The goal of RadioSpin is to build a hardware neural network that computes using neural dynamics as in the brain, has a deep layered architecture as in the neocortex, but runs and learns faster, by seven orders of magnitude. For this purpose, we will use ultrafast radio-frequency (RF) oscillators to imitate the rich, reconfigurable dynamics of biological neurons. Within the RadioSpin project, we will develop a new breed of nanosynapses, based on spintronics technology, that directly process the RF signals sent by neurons and interconnects them layer-wise. We will demonstrate and benchmark our concept by building a lab-scale prototype that co-integrates for the first time CMOS RF neurons with spintronic RF synapses. We will develop brain-inspired algorithms harnessing oscillations, synchrony and edge-of-chaos for computing and show that they can run on RadioSpin deep network RF technology.

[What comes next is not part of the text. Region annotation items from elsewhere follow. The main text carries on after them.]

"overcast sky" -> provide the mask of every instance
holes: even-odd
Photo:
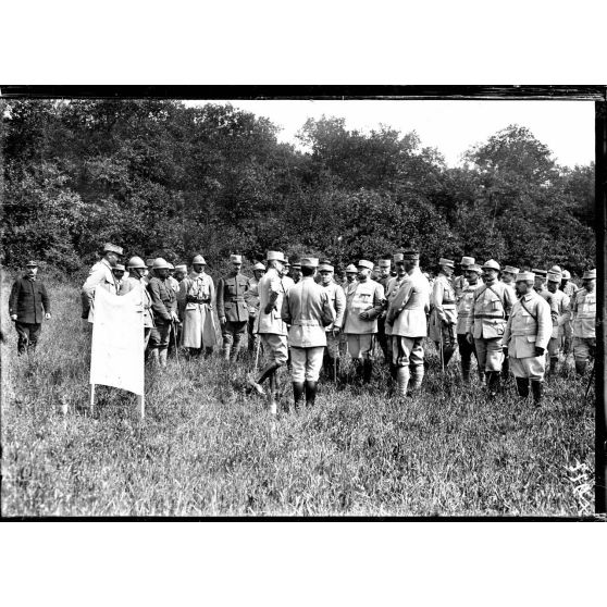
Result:
[[[187,102],[188,104],[203,102]],[[342,116],[348,128],[381,123],[402,133],[416,131],[422,146],[437,148],[448,165],[509,124],[531,129],[559,164],[594,160],[594,103],[590,101],[240,101],[231,103],[268,116],[282,127],[278,138],[297,144],[295,134],[308,117]]]

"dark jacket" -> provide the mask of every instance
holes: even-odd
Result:
[[[9,298],[9,314],[17,315],[17,322],[39,324],[50,312],[50,301],[47,288],[40,278],[30,281],[26,276],[17,278]]]
[[[231,322],[244,322],[249,319],[246,302],[250,288],[249,278],[244,274],[224,276],[218,283],[218,315]]]

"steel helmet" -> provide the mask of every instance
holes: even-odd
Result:
[[[147,268],[146,262],[140,257],[132,257],[126,267],[129,270],[145,270]]]

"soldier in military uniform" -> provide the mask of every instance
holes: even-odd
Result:
[[[545,350],[553,332],[553,321],[547,301],[533,289],[534,280],[532,272],[517,275],[520,298],[515,301],[506,324],[504,354],[510,358],[519,396],[529,396],[531,380],[533,400],[540,405],[546,371]]]
[[[26,274],[17,278],[11,288],[9,297],[9,315],[15,323],[17,332],[17,356],[34,354],[40,332],[42,319],[50,320],[50,299],[47,287],[37,277],[38,264],[28,261],[25,264]]]
[[[112,273],[115,264],[121,260],[123,256],[122,247],[116,247],[111,243],[103,246],[103,258],[95,263],[88,273],[88,277],[85,281],[80,296],[83,304],[83,319],[88,319],[89,323],[94,322],[94,299],[95,289],[100,285],[110,293],[117,295],[120,285],[116,283],[116,278]]]
[[[249,352],[255,350],[257,344],[257,335],[255,334],[255,323],[259,314],[259,281],[261,276],[265,273],[265,265],[263,263],[257,262],[253,268],[253,277],[249,278],[249,290],[245,294],[245,301],[247,302],[247,308],[249,309],[249,321],[248,321],[248,349]]]
[[[441,258],[441,272],[432,287],[433,310],[430,317],[430,338],[436,344],[443,369],[447,368],[456,348],[455,325],[457,309],[451,276],[455,263],[450,259]]]
[[[151,330],[153,329],[152,300],[144,282],[146,273],[146,264],[140,257],[132,257],[126,264],[128,268],[128,277],[125,278],[120,287],[119,295],[126,295],[134,288],[138,288],[141,293],[141,309],[144,314],[144,347],[147,347],[150,339]]]
[[[396,276],[392,277],[386,285],[384,310],[387,317],[387,311],[389,309],[391,301],[396,297],[399,288],[407,278],[408,274],[405,270],[405,260],[402,253],[394,253],[394,268],[396,270]],[[389,374],[393,381],[396,381],[396,366],[394,364],[394,356],[392,348],[392,324],[385,323],[386,340],[388,347],[388,368]]]
[[[329,299],[335,310],[335,321],[326,329],[326,348],[323,357],[323,367],[327,376],[339,376],[339,332],[344,325],[346,313],[346,294],[344,289],[334,281],[335,268],[329,263],[319,265],[321,275],[320,286],[327,293]]]
[[[459,296],[457,302],[457,344],[459,347],[460,364],[461,364],[461,377],[464,384],[470,383],[470,369],[472,367],[472,355],[476,358],[476,350],[474,349],[474,344],[470,344],[466,338],[466,326],[468,324],[468,317],[470,315],[470,310],[474,305],[474,292],[479,288],[481,284],[481,274],[483,270],[476,263],[472,263],[466,269],[466,286]],[[476,362],[479,362],[476,360]],[[479,377],[481,383],[484,380],[484,370],[479,367]]]
[[[373,342],[377,333],[377,317],[383,311],[384,287],[371,280],[373,263],[366,259],[358,262],[358,282],[346,294],[346,322],[348,351],[364,383],[373,373]]]
[[[189,354],[199,356],[205,348],[205,358],[211,356],[216,344],[213,300],[215,286],[213,278],[205,273],[207,262],[201,255],[191,260],[191,272],[179,283],[177,300],[184,326],[182,346]]]
[[[557,308],[557,318],[553,320],[553,334],[548,343],[548,356],[550,357],[550,374],[555,373],[558,367],[558,354],[560,351],[560,344],[562,340],[562,334],[565,332],[563,326],[569,323],[571,318],[571,302],[569,297],[565,295],[562,290],[559,290],[560,285],[560,273],[548,272],[548,290],[553,294],[553,301]]]
[[[575,371],[583,375],[590,357],[596,349],[596,270],[582,276],[582,288],[574,295],[571,305],[573,327],[573,358]]]
[[[473,257],[462,257],[461,261],[459,262],[459,267],[461,268],[461,275],[451,277],[451,284],[456,295],[456,302],[459,301],[461,294],[466,290],[466,287],[468,286],[466,272],[468,268],[470,268],[470,265],[473,264],[474,264]]]
[[[158,257],[153,260],[153,276],[148,283],[153,311],[153,329],[150,333],[150,358],[161,368],[166,367],[171,326],[179,321],[177,297],[169,282],[169,262]]]
[[[314,405],[326,346],[324,327],[331,326],[335,321],[335,309],[327,289],[318,285],[313,278],[319,260],[304,257],[300,263],[301,281],[285,294],[281,314],[283,321],[289,325],[288,343],[295,408],[304,399],[304,393],[306,405]]]
[[[499,263],[490,259],[483,265],[484,284],[474,292],[466,325],[466,338],[474,344],[479,368],[485,372],[490,398],[497,395],[504,355],[501,339],[515,300],[512,292],[497,280]]]
[[[282,318],[283,298],[286,288],[283,284],[283,270],[285,257],[281,251],[268,251],[268,271],[259,281],[259,315],[256,323],[256,333],[259,334],[263,352],[269,359],[256,380],[251,380],[251,386],[259,393],[264,394],[261,384],[268,380],[270,383],[270,411],[272,414],[277,410],[277,381],[276,372],[288,359],[287,350],[287,326]]]
[[[380,274],[377,276],[377,283],[382,285],[384,288],[384,294],[387,289],[387,283],[391,280],[391,267],[392,260],[387,258],[380,259],[377,263],[380,268]],[[389,364],[392,360],[392,352],[388,350],[387,339],[386,339],[386,330],[385,330],[385,322],[386,322],[386,312],[385,310],[377,317],[377,342],[380,344],[380,348],[382,348],[382,352],[384,354],[384,362]]]
[[[232,272],[218,283],[216,307],[223,337],[223,358],[234,361],[238,358],[240,342],[247,331],[249,278],[240,273],[241,256],[231,255],[230,261]]]
[[[392,325],[392,355],[396,368],[398,396],[407,389],[421,388],[424,375],[423,338],[428,335],[426,314],[430,311],[430,284],[419,267],[420,253],[402,253],[406,276],[391,302],[386,324]],[[397,265],[398,271],[398,265]]]

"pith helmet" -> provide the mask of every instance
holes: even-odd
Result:
[[[153,260],[152,268],[154,270],[171,270],[171,264],[165,259],[157,257]]]
[[[499,272],[499,263],[497,263],[495,259],[490,259],[488,261],[485,261],[483,263],[483,270],[496,270],[497,272]]]
[[[111,243],[106,243],[103,245],[103,252],[115,252],[121,257],[124,255],[122,247],[116,247],[116,245],[112,245]]]
[[[519,272],[517,274],[517,283],[519,281],[527,281],[533,283],[535,281],[535,274],[533,272]]]
[[[128,260],[128,263],[126,264],[126,267],[129,270],[145,270],[147,268],[146,263],[144,262],[144,260],[140,257],[132,257]]]
[[[283,251],[268,251],[268,253],[265,255],[265,260],[267,261],[282,261],[283,263],[286,261],[285,260],[285,255],[283,253]]]

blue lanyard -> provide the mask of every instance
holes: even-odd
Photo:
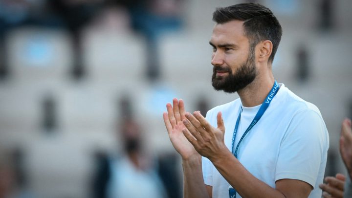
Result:
[[[257,114],[256,114],[254,118],[253,118],[253,120],[252,121],[252,123],[251,123],[251,124],[249,125],[249,126],[248,126],[248,127],[247,128],[247,130],[246,130],[246,131],[244,132],[244,133],[243,133],[243,135],[242,135],[241,138],[240,139],[240,141],[239,141],[239,143],[238,144],[237,144],[237,146],[236,146],[236,150],[234,152],[233,148],[234,144],[235,144],[235,138],[236,138],[236,135],[237,133],[237,130],[238,129],[238,126],[240,124],[240,120],[241,119],[241,113],[242,112],[242,106],[241,106],[241,109],[240,110],[240,113],[239,114],[238,117],[237,118],[237,121],[236,121],[236,125],[235,125],[235,129],[234,130],[234,133],[233,135],[232,135],[232,143],[231,144],[231,152],[236,158],[237,158],[237,153],[238,152],[239,147],[240,147],[240,144],[241,144],[241,142],[242,142],[242,140],[243,139],[243,138],[244,138],[244,137],[247,134],[247,133],[248,133],[249,131],[250,131],[250,130],[252,129],[252,128],[254,126],[254,125],[255,125],[256,124],[257,124],[257,123],[259,121],[259,119],[260,119],[260,118],[264,114],[264,112],[265,111],[265,110],[266,110],[266,109],[269,107],[269,105],[270,105],[270,103],[271,102],[271,100],[272,100],[275,95],[276,95],[276,93],[279,90],[279,87],[280,86],[279,86],[278,83],[276,82],[276,81],[275,81],[275,82],[274,83],[274,85],[271,88],[271,90],[270,90],[270,92],[269,92],[269,94],[266,96],[266,98],[262,104],[262,106],[261,106],[260,108],[259,108],[259,110],[258,110],[258,111],[257,112]],[[230,194],[230,198],[236,198],[236,191],[235,189],[233,188],[229,188],[229,193]]]
[[[278,83],[276,82],[276,81],[275,81],[275,82],[274,83],[274,85],[271,88],[271,90],[270,90],[270,92],[269,92],[269,94],[266,96],[266,98],[264,100],[263,104],[262,104],[262,106],[259,109],[258,112],[257,112],[257,114],[254,117],[254,118],[253,118],[253,120],[252,121],[252,123],[251,123],[251,124],[249,125],[249,126],[248,127],[245,132],[244,132],[243,135],[242,135],[242,137],[240,139],[240,141],[239,141],[238,144],[237,144],[236,150],[234,151],[233,148],[234,144],[235,144],[235,138],[236,138],[236,135],[237,133],[237,130],[238,129],[239,124],[240,124],[240,120],[241,119],[241,113],[242,112],[242,106],[241,106],[241,110],[240,110],[240,114],[239,114],[238,117],[237,118],[237,121],[236,121],[236,125],[235,125],[235,129],[234,130],[233,135],[232,135],[232,143],[231,144],[232,154],[233,154],[236,158],[237,158],[237,153],[238,152],[239,147],[240,147],[240,144],[241,144],[241,142],[242,142],[242,140],[243,139],[243,138],[244,138],[244,137],[249,132],[249,131],[250,131],[250,130],[252,129],[252,128],[254,126],[254,125],[255,125],[256,124],[257,124],[257,123],[259,121],[259,119],[260,119],[263,115],[264,114],[265,111],[266,110],[268,107],[269,107],[269,105],[270,105],[270,103],[271,102],[271,100],[272,100],[275,95],[276,95],[276,93],[277,93],[277,91],[278,90],[279,90],[279,87],[280,86],[279,86]]]

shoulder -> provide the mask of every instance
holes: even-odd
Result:
[[[285,112],[293,116],[307,113],[313,116],[318,116],[322,120],[320,111],[315,105],[302,99],[283,84],[280,89],[282,90],[280,90],[281,93],[278,104]]]

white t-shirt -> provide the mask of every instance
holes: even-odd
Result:
[[[278,180],[298,179],[314,188],[309,198],[320,198],[322,190],[318,185],[323,182],[326,165],[328,130],[315,106],[280,85],[262,118],[242,141],[238,159],[252,175],[273,188]],[[216,127],[217,114],[222,112],[225,144],[230,151],[241,106],[238,99],[207,113],[207,120]],[[260,107],[243,107],[235,148]],[[202,157],[202,164],[205,184],[213,186],[213,197],[229,197],[227,181],[209,159]],[[236,197],[241,197],[238,193]]]

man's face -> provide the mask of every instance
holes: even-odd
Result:
[[[213,47],[212,83],[216,90],[235,92],[257,76],[255,49],[250,49],[242,24],[235,20],[214,27],[210,43]]]

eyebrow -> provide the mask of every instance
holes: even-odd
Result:
[[[215,47],[215,45],[213,44],[211,42],[209,42],[209,44],[210,45],[212,46],[213,47]],[[229,43],[225,43],[223,44],[220,44],[218,45],[218,47],[237,47],[238,46],[235,44],[229,44]]]

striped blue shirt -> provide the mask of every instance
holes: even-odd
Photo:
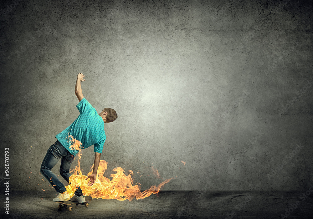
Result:
[[[106,138],[103,120],[85,97],[76,107],[79,111],[79,115],[69,126],[56,135],[55,137],[73,155],[77,154],[78,151],[70,148],[69,140],[71,138],[69,135],[81,142],[82,149],[93,145],[95,152],[102,153]]]

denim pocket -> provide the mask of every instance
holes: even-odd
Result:
[[[69,163],[71,163],[73,162],[73,161],[75,159],[75,156],[71,154],[69,152],[68,152],[68,154],[66,156],[64,157],[64,159],[66,160],[67,162],[69,162]]]
[[[56,158],[59,159],[62,157],[60,150],[58,148],[58,144],[56,144],[52,149],[52,153],[53,156]]]

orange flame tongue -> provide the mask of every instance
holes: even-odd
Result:
[[[141,199],[150,196],[151,194],[156,194],[159,192],[161,187],[164,184],[169,182],[174,177],[166,180],[161,183],[157,186],[152,186],[148,190],[142,192],[140,191],[140,187],[138,185],[134,185],[133,180],[131,178],[131,174],[133,175],[134,173],[131,170],[128,171],[130,173],[127,176],[124,173],[124,170],[121,167],[117,167],[113,170],[116,172],[110,175],[112,177],[111,180],[103,176],[104,172],[107,168],[108,162],[105,160],[100,160],[97,172],[97,179],[95,183],[92,186],[87,185],[88,181],[85,179],[87,176],[83,175],[80,171],[80,160],[81,157],[81,143],[79,141],[74,139],[71,136],[69,136],[71,142],[73,143],[71,148],[79,150],[78,165],[75,167],[74,174],[69,177],[70,184],[65,186],[66,190],[69,194],[70,197],[74,195],[76,187],[79,186],[83,190],[84,195],[89,196],[93,198],[101,198],[104,199],[117,199],[119,201],[124,201],[128,199],[130,201],[136,197],[137,199]],[[93,165],[91,167],[89,175],[92,173]],[[158,172],[157,173],[158,174]]]

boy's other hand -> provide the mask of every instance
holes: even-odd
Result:
[[[85,75],[84,75],[84,74],[79,73],[77,75],[77,79],[80,80],[81,81],[84,81],[86,80],[85,79],[83,80],[83,78],[84,77],[85,77]]]
[[[88,176],[88,177],[86,178],[86,179],[88,180],[88,178],[89,178],[90,179],[90,180],[89,180],[89,181],[87,183],[87,186],[92,186],[95,183],[95,182],[96,178],[96,175],[93,173],[91,174]]]

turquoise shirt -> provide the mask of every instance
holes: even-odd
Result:
[[[69,140],[71,138],[69,135],[72,136],[81,142],[82,149],[93,145],[95,152],[102,153],[106,138],[103,120],[85,97],[76,107],[79,111],[78,117],[66,129],[56,135],[55,137],[73,155],[77,154],[78,151],[70,148],[71,142]]]

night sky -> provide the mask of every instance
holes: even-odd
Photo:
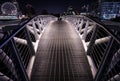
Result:
[[[0,3],[10,0],[0,0]],[[49,13],[62,13],[66,11],[68,6],[73,6],[74,9],[80,9],[81,6],[92,4],[97,0],[17,0],[20,8],[24,10],[27,3],[33,5],[35,10],[39,13],[46,9]]]

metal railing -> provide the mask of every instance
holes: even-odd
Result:
[[[40,36],[53,16],[0,28],[0,81],[29,81]]]
[[[94,81],[120,80],[120,26],[110,27],[99,19],[63,16],[79,33]]]

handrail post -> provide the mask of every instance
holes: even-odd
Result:
[[[40,25],[39,18],[37,19],[37,25],[38,25],[39,31],[41,32],[41,25]]]
[[[84,20],[82,19],[82,20],[81,20],[81,23],[80,23],[79,32],[81,32],[81,29],[82,29],[82,27],[83,27],[83,24],[84,24]]]
[[[8,35],[9,34],[10,33],[8,32]],[[17,68],[18,68],[18,70],[21,74],[20,76],[21,76],[22,80],[23,81],[29,81],[26,69],[25,69],[24,64],[22,62],[22,59],[20,58],[18,48],[17,48],[16,43],[15,43],[13,38],[11,39],[10,44],[11,44],[11,48],[13,49],[15,62],[16,62]]]
[[[35,33],[35,39],[37,40],[39,37],[38,37],[38,33],[37,33],[37,30],[36,30],[36,26],[35,26],[35,21],[34,20],[32,21],[32,25],[33,25],[33,30],[34,30],[34,33]]]
[[[105,74],[109,69],[112,58],[116,53],[116,51],[119,49],[119,47],[118,49],[116,49],[115,46],[117,46],[117,42],[113,38],[111,38],[111,40],[108,42],[107,48],[105,50],[103,59],[100,63],[100,66],[98,68],[94,81],[104,81]]]
[[[83,33],[83,36],[82,36],[82,39],[83,39],[83,40],[86,39],[87,31],[88,31],[88,26],[89,26],[89,20],[87,20],[86,25],[85,25],[85,28],[84,28],[84,33]]]
[[[26,39],[27,39],[27,43],[29,45],[30,51],[31,51],[32,55],[35,55],[35,49],[34,49],[34,46],[33,46],[33,43],[32,43],[31,37],[30,37],[30,33],[26,27],[24,28],[24,30],[26,33]]]
[[[95,40],[96,40],[96,36],[97,36],[97,31],[98,31],[98,27],[96,24],[94,24],[94,27],[93,27],[93,33],[92,33],[92,36],[90,38],[90,43],[88,45],[88,49],[87,49],[87,54],[89,55],[89,53],[91,52],[92,50],[92,47],[95,43]]]

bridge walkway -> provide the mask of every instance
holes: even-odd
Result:
[[[93,81],[82,41],[70,23],[55,21],[45,29],[31,81]]]

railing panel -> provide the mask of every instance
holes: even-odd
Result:
[[[30,81],[31,58],[51,19],[56,20],[53,16],[37,16],[0,29],[0,81]]]
[[[81,39],[87,56],[91,59],[88,60],[92,61],[89,63],[94,69],[91,69],[94,81],[119,81],[120,27],[106,27],[98,19],[95,21],[85,16],[66,16],[64,20],[70,22],[75,28],[80,27],[78,30],[80,37],[83,36]]]

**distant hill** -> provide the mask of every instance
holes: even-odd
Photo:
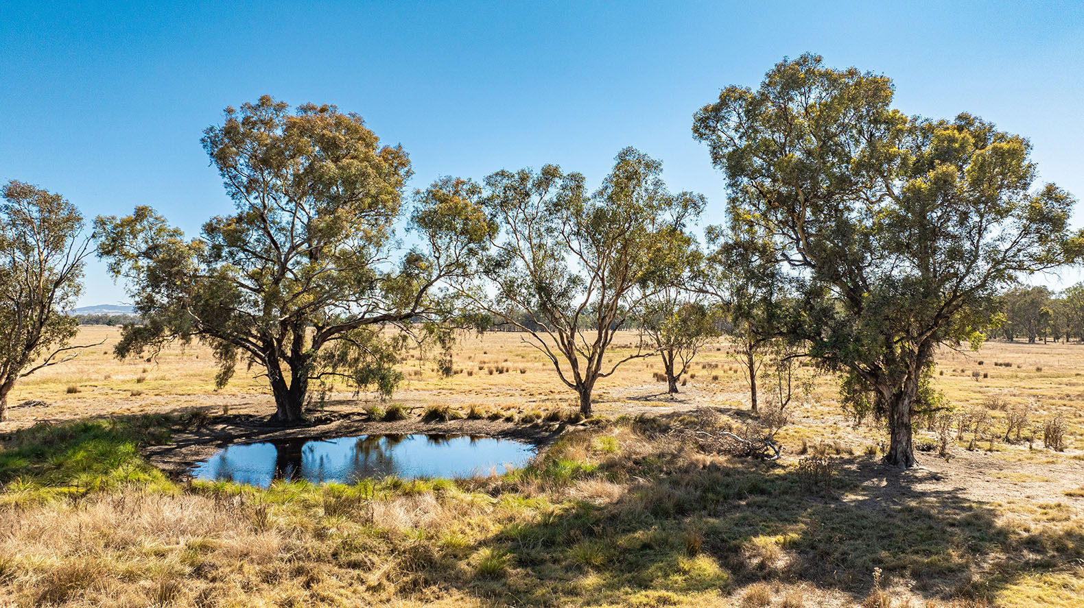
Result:
[[[95,306],[80,306],[76,308],[73,312],[76,314],[134,314],[136,309],[130,306],[120,305],[95,305]]]

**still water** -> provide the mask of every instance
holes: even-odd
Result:
[[[466,477],[521,467],[534,450],[511,439],[453,435],[282,439],[228,445],[196,463],[192,474],[197,479],[225,479],[261,488],[274,479],[353,483],[388,476]]]

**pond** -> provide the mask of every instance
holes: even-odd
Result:
[[[280,439],[228,445],[196,463],[196,479],[267,488],[275,479],[353,483],[365,478],[468,477],[518,468],[535,447],[511,439],[454,435],[363,435]]]

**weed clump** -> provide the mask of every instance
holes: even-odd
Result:
[[[1066,449],[1066,417],[1061,414],[1054,416],[1043,424],[1043,445],[1055,452]]]
[[[798,461],[798,479],[802,489],[812,492],[817,488],[831,491],[836,464],[827,456],[806,456]]]

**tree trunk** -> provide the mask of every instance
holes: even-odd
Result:
[[[746,352],[746,360],[749,366],[749,400],[752,402],[752,413],[757,413],[757,360],[752,355],[752,349]]]
[[[268,370],[268,377],[271,380],[271,393],[274,394],[275,413],[273,419],[284,425],[300,423],[305,418],[302,411],[305,393],[300,392],[299,394],[297,390],[292,390],[292,387],[286,386],[286,378],[278,368]]]
[[[673,352],[667,357],[666,353],[662,354],[662,364],[667,371],[667,393],[674,394],[678,392],[678,378],[674,377],[674,355]]]
[[[886,464],[900,468],[915,466],[915,449],[911,440],[911,409],[914,402],[915,394],[906,389],[894,392],[889,399]]]
[[[594,380],[584,380],[576,389],[576,391],[580,393],[580,413],[583,414],[584,417],[591,416],[591,392],[594,388]]]

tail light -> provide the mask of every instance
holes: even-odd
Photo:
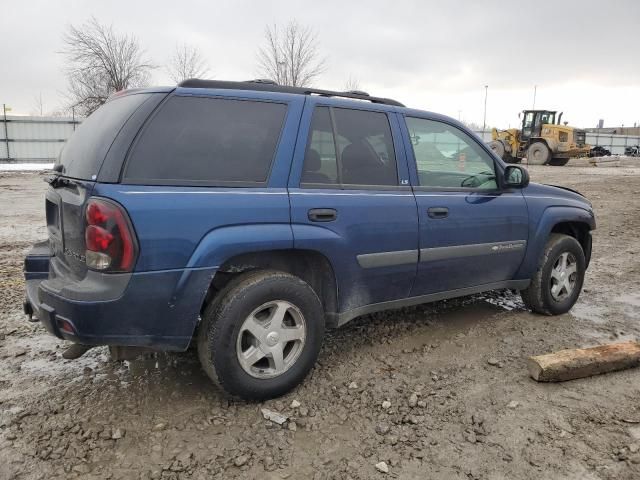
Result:
[[[117,203],[91,198],[85,217],[87,267],[104,272],[133,270],[138,248],[127,212]]]

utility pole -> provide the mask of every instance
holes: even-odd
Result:
[[[4,119],[4,143],[7,146],[7,161],[11,160],[11,155],[9,154],[9,129],[7,128],[7,106],[2,104],[2,115]]]
[[[484,86],[484,119],[482,120],[482,134],[487,127],[487,95],[489,94],[489,85]]]

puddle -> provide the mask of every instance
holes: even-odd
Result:
[[[625,293],[613,299],[622,304],[623,312],[633,319],[640,319],[640,293]]]
[[[569,314],[581,320],[588,320],[598,325],[604,325],[609,322],[606,318],[609,310],[608,307],[603,307],[602,305],[578,302],[569,311]]]

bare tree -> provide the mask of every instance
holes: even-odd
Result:
[[[94,17],[63,36],[69,97],[76,111],[89,115],[114,92],[145,86],[155,68],[138,40],[119,34]]]
[[[309,86],[325,70],[318,52],[318,36],[291,20],[284,28],[267,27],[265,45],[258,50],[260,75],[280,85]]]
[[[209,73],[209,65],[197,47],[176,45],[176,49],[166,67],[171,80],[180,83],[188,78],[202,78]]]
[[[349,75],[349,78],[347,79],[347,81],[344,84],[344,90],[345,90],[345,92],[352,92],[354,90],[360,90],[360,82],[358,81],[357,78],[352,77],[351,75]]]

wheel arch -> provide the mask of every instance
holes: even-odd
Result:
[[[591,260],[591,227],[584,221],[559,221],[552,228],[549,234],[563,233],[575,238],[580,243],[584,252],[586,266]]]
[[[587,266],[591,258],[591,231],[596,227],[593,215],[578,207],[552,206],[545,209],[538,221],[535,233],[530,236],[527,254],[515,279],[531,278],[538,266],[540,255],[552,233],[570,235],[582,246]]]
[[[244,252],[227,258],[211,280],[201,312],[232,279],[246,272],[263,269],[286,272],[308,283],[322,303],[325,321],[327,324],[331,323],[338,310],[337,280],[329,259],[315,250],[264,250]]]

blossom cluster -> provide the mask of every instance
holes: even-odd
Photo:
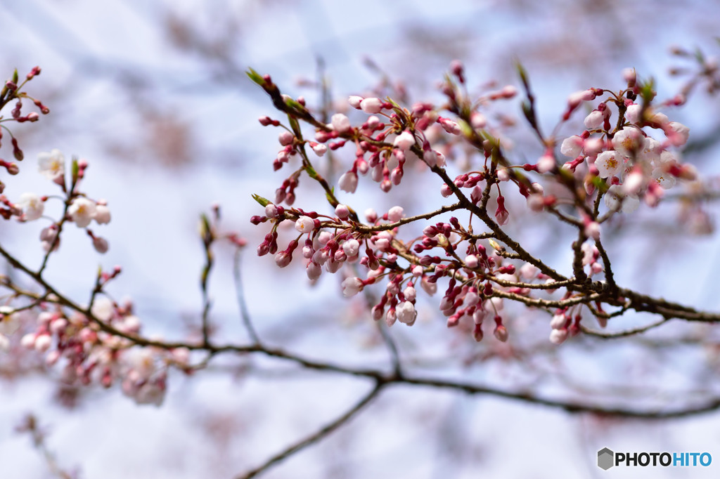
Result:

Finally, we will benchmark RadioSpin technology for biomedical and RF fingerprinting applications where fast and low energy consumption classification of RF signals are key. To achieve its ambitious goals RadioSpin brings together frontier researchers along the entire chain of neuromorphic engineering, from material science (spintronic nanodevices), physics (non-linear dynamics), electronics (RF CMOS design), computer science (artificial intelligence algorithms), and microwave signal processing. Two innovative companies bring real-life use-cases (microwave mammography and IoT RF fingerprinting). The scientific experts are further complemented by experts in the field of innovation, commercial deployment and IP monetisation, as well as communication and public engagement.